Bisher 10.000 Studien weltweit zum Thema

Weltweit gibt es inzwischen über 10.000 Studien und Forschungsarbeiten rund um die Auswirkungen elektromagnetischer Felder. Ein klarer Beweis gesundheitlicher Beeinträchtigung ergibt sich für Leitgeb aus diesen nicht. „Werden die von der WHO empfohlenen Grenzwerte - wie etwa in Österreich - eingehalten, sind Beeinträchtigungen nach dem derzeitigen Stand des Wissens auszuschließen.” Studien, die auf Zusammenhänge etwa mit dem Anstieg von Leukämieraten hinweisen, würden zu kurze Zeiträume beobachten.

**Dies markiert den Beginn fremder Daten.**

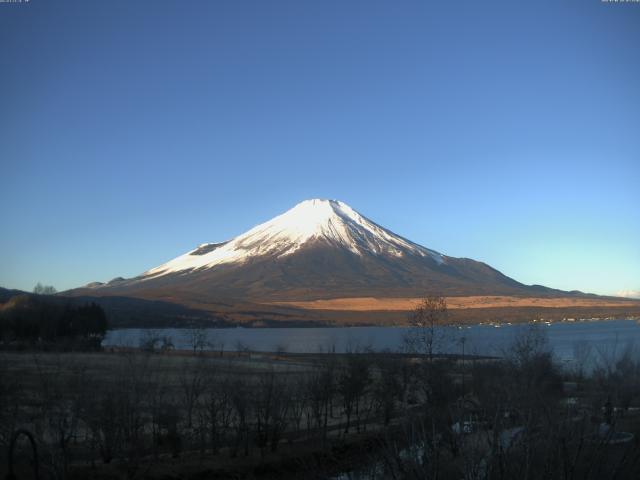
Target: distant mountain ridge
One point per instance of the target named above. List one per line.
(318, 249)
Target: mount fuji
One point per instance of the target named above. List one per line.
(319, 249)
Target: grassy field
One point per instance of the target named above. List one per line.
(130, 414)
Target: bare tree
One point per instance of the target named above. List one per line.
(425, 334)
(198, 339)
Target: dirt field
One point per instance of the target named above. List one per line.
(363, 304)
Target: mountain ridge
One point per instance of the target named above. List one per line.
(316, 250)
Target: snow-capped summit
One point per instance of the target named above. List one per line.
(317, 249)
(311, 221)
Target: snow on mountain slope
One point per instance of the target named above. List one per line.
(329, 221)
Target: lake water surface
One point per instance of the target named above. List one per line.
(568, 340)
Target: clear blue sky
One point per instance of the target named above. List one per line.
(508, 132)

Keine Gefahr besteht laut einer ak -tuellen heimischen Studie zur Wirkung elektromagnetischer Felder auch beim umstrittenen Bereich des boomenden Mobilfunks: „Der Betrieb von Mobilfunksendestationen stellt keine Gesundheitsgefährdung dar”, betont Univ. Prof. Michael Kunze, Vorstand des Instituts für Sozialmedizin an der Universität Wien. Gesundheitliche Folgen bei der Nutzung von Handys würden sich höchstens durch stärkere Unachtsamkeit beim Telefonieren während des Autofahrens ergeben.

Allerdings liegt auch in diesem Bereich die Betonung der Aussagen auf „nach derzeitigem Stand des Wissens”. Auf EU-Ebene ist vor kurzem ein groß angelegtes Forschungsprojekt angelaufen, das die möglichen Auswirkungen von Handys und Mobilfunkstationen im speziellen bzw. hochfrequenter elektromagnetischer Strahlung im allgemeinen weiter untersuchen soll.

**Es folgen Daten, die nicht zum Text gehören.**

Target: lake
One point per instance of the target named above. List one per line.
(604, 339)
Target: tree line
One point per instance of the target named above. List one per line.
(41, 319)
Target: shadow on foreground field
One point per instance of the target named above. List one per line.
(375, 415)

Besondere Aufmerksamkeit gilt dabei auch der Frage, ob die Krebsrate durch die immer stärker flächendeckende Versorgung mit Mobilfunksendestationen steigen könnte.

Unbestritten ist, daß es Menschen gibt - die Angaben schwanken zwischen ein und fünf Prozent der Bevölkerung —, die auf elektromagnetische Felder sensibler reagieren. Gerade auch bei Babys und Kleinkindern können Befindlichkeitsstörungen auftreten.

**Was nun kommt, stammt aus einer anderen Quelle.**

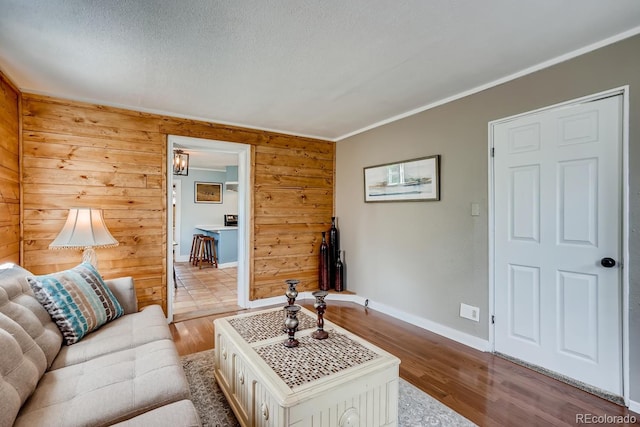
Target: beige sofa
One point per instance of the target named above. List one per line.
(126, 373)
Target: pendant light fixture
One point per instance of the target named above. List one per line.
(180, 162)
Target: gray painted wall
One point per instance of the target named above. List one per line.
(425, 258)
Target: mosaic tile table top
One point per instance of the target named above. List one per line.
(267, 382)
(314, 359)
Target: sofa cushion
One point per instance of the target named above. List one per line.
(124, 333)
(22, 363)
(18, 303)
(178, 414)
(77, 300)
(108, 389)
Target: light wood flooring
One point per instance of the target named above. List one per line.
(488, 390)
(205, 291)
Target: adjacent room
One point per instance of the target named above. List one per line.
(280, 213)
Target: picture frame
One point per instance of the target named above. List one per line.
(208, 192)
(415, 180)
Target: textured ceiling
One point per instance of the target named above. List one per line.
(324, 68)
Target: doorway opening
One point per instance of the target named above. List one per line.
(202, 289)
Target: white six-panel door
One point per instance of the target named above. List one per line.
(557, 212)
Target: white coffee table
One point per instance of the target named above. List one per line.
(341, 381)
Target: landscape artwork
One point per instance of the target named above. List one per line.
(409, 181)
(208, 192)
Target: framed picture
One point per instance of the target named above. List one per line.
(208, 192)
(416, 180)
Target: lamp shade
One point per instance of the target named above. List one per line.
(84, 228)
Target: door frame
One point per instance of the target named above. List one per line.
(624, 92)
(245, 215)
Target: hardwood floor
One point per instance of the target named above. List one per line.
(488, 390)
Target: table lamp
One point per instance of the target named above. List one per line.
(85, 229)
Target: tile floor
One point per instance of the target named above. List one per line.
(205, 291)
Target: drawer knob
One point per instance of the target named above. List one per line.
(349, 418)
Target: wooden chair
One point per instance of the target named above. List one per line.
(208, 252)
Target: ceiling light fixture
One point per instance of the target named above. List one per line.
(180, 162)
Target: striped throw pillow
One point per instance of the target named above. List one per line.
(77, 300)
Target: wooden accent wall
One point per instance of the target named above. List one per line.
(78, 154)
(9, 172)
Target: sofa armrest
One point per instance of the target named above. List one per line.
(125, 293)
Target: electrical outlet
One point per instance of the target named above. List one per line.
(469, 312)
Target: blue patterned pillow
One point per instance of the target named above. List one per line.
(77, 300)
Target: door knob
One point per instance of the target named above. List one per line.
(608, 262)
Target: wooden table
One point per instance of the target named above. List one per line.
(341, 381)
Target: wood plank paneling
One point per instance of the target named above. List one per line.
(80, 154)
(9, 172)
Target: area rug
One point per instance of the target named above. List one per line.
(416, 408)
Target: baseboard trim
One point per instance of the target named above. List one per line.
(436, 328)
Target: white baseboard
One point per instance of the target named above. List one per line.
(228, 264)
(445, 331)
(436, 328)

Der diplomierte Physiker Michael Karus aus Deutschland verwies bei der Veranstaltung der Umweltakademie auf die möglichen Auswirkungen von Elektrosmog auf das Hormon Melatonin - gerade nächtliche Einwirkungen könnten Phänomene wie Schlafstörungen, ständige Müdigkeit, Leistungsabfall und Schwächung des Immunsystems mit verursachen. Er fordert eine weitere intensive Auseinandersetzung mit den Wirkungen nieder- und hochfrequenter elektromagnetischer Felder und empfahl generell:

■ Netzbetriebene Babyphone im Abstand von etwa einem Mieter vom Kopf des Babys aufstellen.

■ Ein Abstand von ein bis 1,5 Metern sollte im Schlafbereich (auch von Erwachsenen) sowohl bei Radioweckern und ähnlichen Geräten als auch bei Geräten mit Transformatoren (z.B. einige Lampen), die auch im ausgeschalteten Zustand Felder abgeben, eingehalten werden.

■ Besondere Maßnahmen wie vorübergehende Netzfreischaltung oder Abschirmtapeten sind nur bei besonderer Empfindlichkeit und bei speziellen ExpositionsVerhältnissen sinnvoll.

■ Mobiltelefonieren sollte man - besonders in Innenräumen, da hier die Leistung des Handys steigt - auf ein „vernünftiges Maß” reduzieren und im Auto sollte man mit Außenantenne telefonieren oder strahlungsarme Handys bevorzugen.